# show dogs



## gaz44 (May 21, 2009)

The reason we purchased our motorhome was to be able to travel all over the country to participate in dog shows.
As often as possible we combine a show with a short break.
we have met some great people and visited some great places.
we now mostly travel in tandem as a like minded couple, after visiting us at a show, purchased there own motorhome too.
Today was the fist show for our new puppy, a trip to oxfordaand and a second place, not to shabby.
our elder lady got best of bread, so all will be peacefull in the household tonight.
two motorhomes on the driveway overnight and a trip to swindon in the morning.
Next week a a few days in birmingham at the kingsbury waterpark campsite for crufts.
Im sure there must be others on here who do, or would like to do, the same.
Please add to this thread.


----------



## carolgavin (May 9, 2005)

Hiya we also show our dog, Floyd otherwise known as Saxonholme war Hero at Silvora. He is an absolutely gorgeous Curly Coated Retriever. Not been at a show since last November due to me being in and out of hospital, but had op on Thursday so am raring to go!!
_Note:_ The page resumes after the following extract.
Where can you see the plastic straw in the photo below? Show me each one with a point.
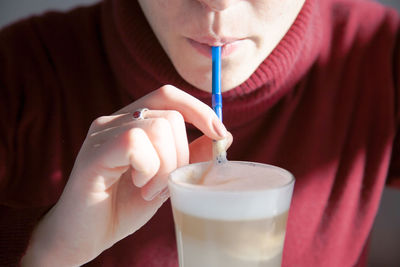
(219, 151)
Next show SKC on 22nd of May I think. What do you show??


----------



## Crindle (Feb 2, 2007)

Hi all......we are also avid dog shower's of some 25 years. In the early years we very quickly realised that for serious showing a caravan or motorhome was a must, the rest is history. We also love the mix of dog show sites for the event then spend a week or so staying at CC club sites in between, our 2011 planner is full. As an aside we didn't show much last year, but still attended several championship dog shows like Windsor (where else could you stay on the banks of the Thames in the Queens back garden for 7 nights at just £50) plus many other great value venues. The show sites with like minded people are dog friendly making for a relaxed stay. We show French Bulldogs under the Crindle KC affix and will be heading for Crufts next week........Crindle.


----------



## 747 (Oct 2, 2009)

We will be doing a tour of the South and South West in May/June with the Whippets and Pugs, doing Bath, Newbury and Malvern. It is mostly for the trip more than anything these days as we do not show very much now. We never stay on the showgrounds as we prefer to wildcamp or use a THS, this is because in the past, we have been put beside someone with a dozen yappy dogs. :evil: 

We never bother entering Crufts nowadays, although we have 2 qualified. Personally, I detest the NEC as a venue. The wife is going for Hound day and I will be out with the dogs (a much better way of spending the day).


----------



## tony645 (Sep 26, 2010)

We started caravaning just for the champ shows 30 years ago, must admit we only used it for shows, my favourite shows were also Windsor, Malvern and Hickstead.


----------



## madeleine53 (Mar 23, 2008)

We show deerhounds and love the camping aspect. Next week Crufts - we are staying at Reindeer Park Lodge CL on Fri and Sat. A super site just 15 mins from NEC. After a bad experience on the Houndshow campsite (Stafford) last year, i doubt we would do that again! Looking forward to Scottish Breeds and also SKC. We stay at Linwater Park near SKC - super site, excellent dog walks.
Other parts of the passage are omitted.